Nick Sandow wrote, directed and starred in new mob movie The Wannabe, which also stars Michael Imperioli and Vincent Piazza.

‘The Wannabe’

The Wannabe is loosely based on the story of the young ex-con married couple Thomas Uva and Rosemarie Uva, who infamously held up mafia social clubs in New York City during the John Gotti trial in the early 90s, before meeting their ends.

“Thomas is under so much influence of what was happening in 1991/92,” Piazza told uInterview in an exclusive interview. “The backdrop is the John Gotti trial and here is this young lost soul in search of access to this world, almost in his own effort to keep the myth of the mafia or the last gasps of it alive.”

While Piazza’s Thomas, the ambitious protagonist in The Wannabe, tries to embroil himself within the mob before resorting to robbing it, Imperiloi’s Alphonse and Sandow’s Anthony play men outside of the criminal business. Alphonse, Thomas’s brother, is fighting an impulse to give up on his wayward brother, while Anthony doesn’t know if it’s time to turn his back on his sister Rose (Patricia Arquette).

“I think they’ve had a very bumpy history, with [Thomas] getting into trouble and my character Alphonse trying to help him and kind of reaching a point of being fed up and having to keep a distance to protect himself and his family,” said Imperioli.

Adding of his own character, Sandow said, “He’s very similar to Alphonse in that he’s trying to hold down the family. He’s been through it with Rose and that journey when you have someone who many times derails their own life, and he’s been through that with her and he’s tried to save her on many occasions.”

Stories centered in and around mob life have long been popular for audiences. Sandow believes the popularity is rooted in an American fascination with lawlessness and power.

“I think that the genre is uniquely American,” said the Orange is the New Black star. “It’s a fascination with being above the law and not having to kowtow to anyone, and about power.”

The Wannabe is currently in select theaters.


Q: Vincent, what happens to your character at the outset of the movie? -

What’s interesting is Thomas is under so much influence of what was happening in 1991/92,
the backdrop is the John Gotti trial and here is this young lost soul in search of access to this world, almost in his own effort to keep the myth of the mafia or the last gasps of it alive. He meets this woman who not only nurtures that and in some ways enables it, they fall in love while he’s in pursuit of it and we get to see this wild ride and descent into this dark fantasy.

Q: Michael and Nick, how do your characters fit into the movie? -

[Michael]: My character is the older brother of Vincent’s character, and my character inherited and took over the family business, this flower shop that’s been in the neighborhood for many years and he’s kind of a paternal figure to Vincent. I think they’ve had a very bumpy history, with Vincent getting into trouble and my character Alphonse trying to help him and kind of reaching a point of being fed up and having to keep a distance to protect himself and his family from his you know, all his problems, but at the same time still caring for him and still wanting to help him.

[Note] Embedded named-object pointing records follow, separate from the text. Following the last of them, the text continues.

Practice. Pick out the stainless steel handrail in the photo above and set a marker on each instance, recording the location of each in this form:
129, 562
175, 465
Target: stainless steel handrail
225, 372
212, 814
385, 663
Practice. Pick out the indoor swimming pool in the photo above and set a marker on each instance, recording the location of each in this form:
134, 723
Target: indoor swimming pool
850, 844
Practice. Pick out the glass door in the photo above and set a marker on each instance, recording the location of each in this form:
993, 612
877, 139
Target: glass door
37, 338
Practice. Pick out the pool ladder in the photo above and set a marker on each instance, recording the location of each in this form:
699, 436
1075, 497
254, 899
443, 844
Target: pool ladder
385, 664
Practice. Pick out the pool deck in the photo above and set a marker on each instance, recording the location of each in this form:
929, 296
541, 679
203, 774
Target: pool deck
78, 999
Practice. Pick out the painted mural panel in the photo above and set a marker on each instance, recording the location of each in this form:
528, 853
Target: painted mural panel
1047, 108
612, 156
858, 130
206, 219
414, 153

[Nick]: It’s interesting you ask me about my character. I play Patricia’s brother and he’s a transit cop, and in many ways he’s very similar to Alphonse in that he’s trying to hold down the family. He’s been through it with Rose and that journey when you have someone who many times derails their own life, and he’s been through that with her and he’s tried to save her on many occasions. He’s seeing it again and he’s smelling it in the form of Thomas and he desperately wants to save her.

Q: Are your characters based on real people? -

[Nick]: No, I think just Thomas and Rose are grounded as they were a real couple. As far as the brothers, and I think there was a brother, and yeah, it gets a little hazy.

Q: Why do you think mob dramas like this hold people’s imagination? -

[Nick]: I think that the genre is uniquely American. It’s a fascination with being above the law and not having to kowtow to anyone, and about power. I think it’s a fascination. For me, I saw my way into it because he was the outsider, he was someone on the outside looking in and I really relate to that. I also relate it very much to the desperation to want to be something you’re not. I spent the last 25 or 30 years of my life doing that as an actor, so it was grounded in something very real for me.

[Vincent]: I felt like, for me, pretty much everything Nick said, but also that it harkens back to those 70s films that have inspired a lot of great mob movies, so that was a fun world to play in.